New instances will be created, which you’ll see with:

watch kubectl get nodes

Cordon old workers

Create a script to cordon the old nodes, using the file we created earlier:

cat nodes | sed 's/^/kubectl cordon /' > cordon_nodes

Execute the new file:

bash cordon_nodes

Scale the number of ingress controllers

To ensure ingress controllers are running on the new nodes run:

kubectl -n ingress-controllers edit deployment nginx-ingress-acme-ingress-nginx-controller

…and double the number of replicas.

Drain the old worker nodes

Create a script to drain the old nodes, using the file we created earlier:

cat nodes | sed 's/^/kubectl drain /' | sed 's/$/ --ignore-daemonsets --delete-local-data/' > drain_nodes

Execute the new file:

bash drain_nodes

Each node will drain all pods, moving them onto the new workers.

Validate the cluster

Ensure all nodes have joined the cluster:

kops validate cluster

Run the integration tests again

Run the integration test pipeline and wait for the tests to pass. This will ensure the live cluster is functioning as expected.

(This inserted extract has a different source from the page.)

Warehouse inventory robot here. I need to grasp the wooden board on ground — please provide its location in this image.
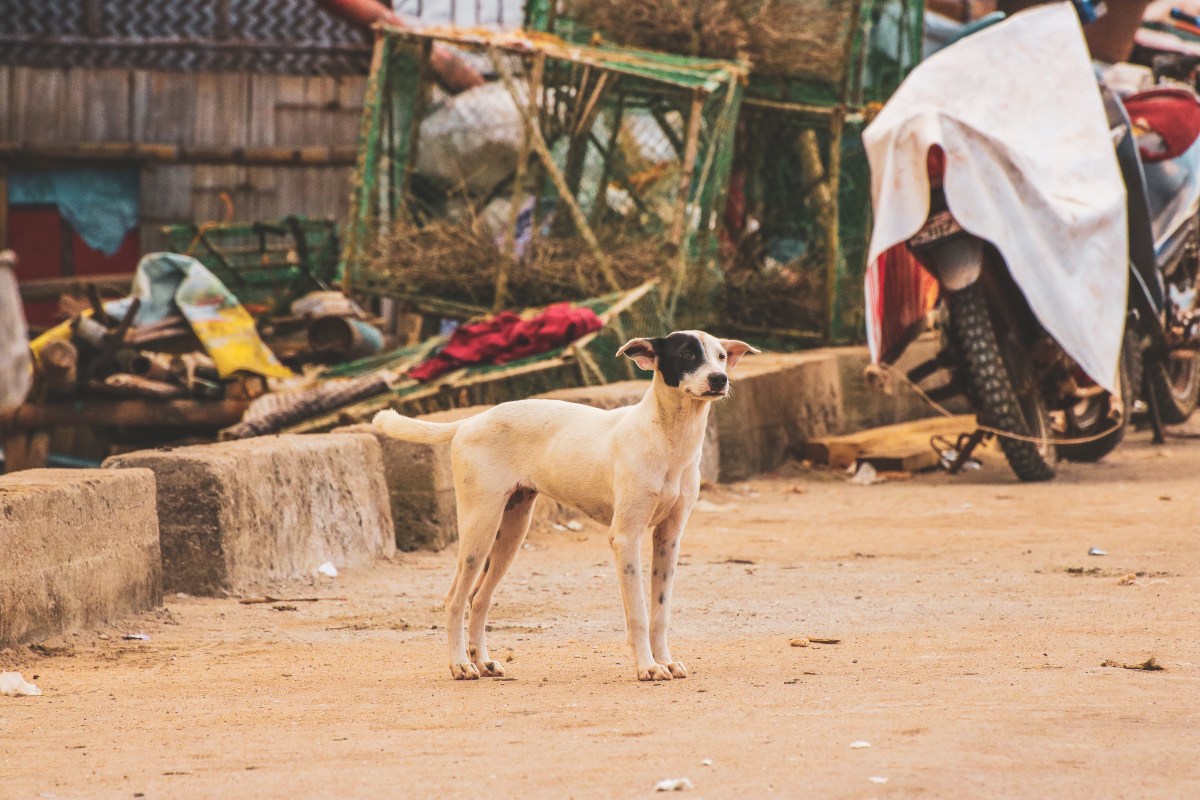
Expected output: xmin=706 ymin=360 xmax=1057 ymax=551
xmin=805 ymin=414 xmax=976 ymax=473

Delete the old instance groups

When complete and all pods have migrated onto the new workers. Delete the old instance groups:

kops delete instancegroup nodes-<old-kubernetes-version>-eu-west-2a
kops delete instancegroup nodes-<old-kubernetes-version>-eu-west-2b
kops delete instancegroup nodes-<old-kubernetes-version>-eu-west-2c
kops delete instancegroup 2xlarge-nodes-<kubernetes-version>
kops update cluster
kops update cluster --yes

Scale the ingress-controllers down

We can now scale the ingress-controllers back down.

kubectl -n ingress-controllers edit deployment nginx-ingress-acme-controller

…and reduce the number of replicas.

Commit changes back to main branch

Any changes made to the cloud-platform-infrastructure repository should be PRd for review. This includes manifest changes and image tag changes.

This page was last reviewed on 2 November 2021. It needs to be reviewed again on 2 February 2022 by the page owner #cloud-platform .
This page was set to be reviewed before 2 February 2022 by the page owner #cloud-platform. This might mean the content is out of date.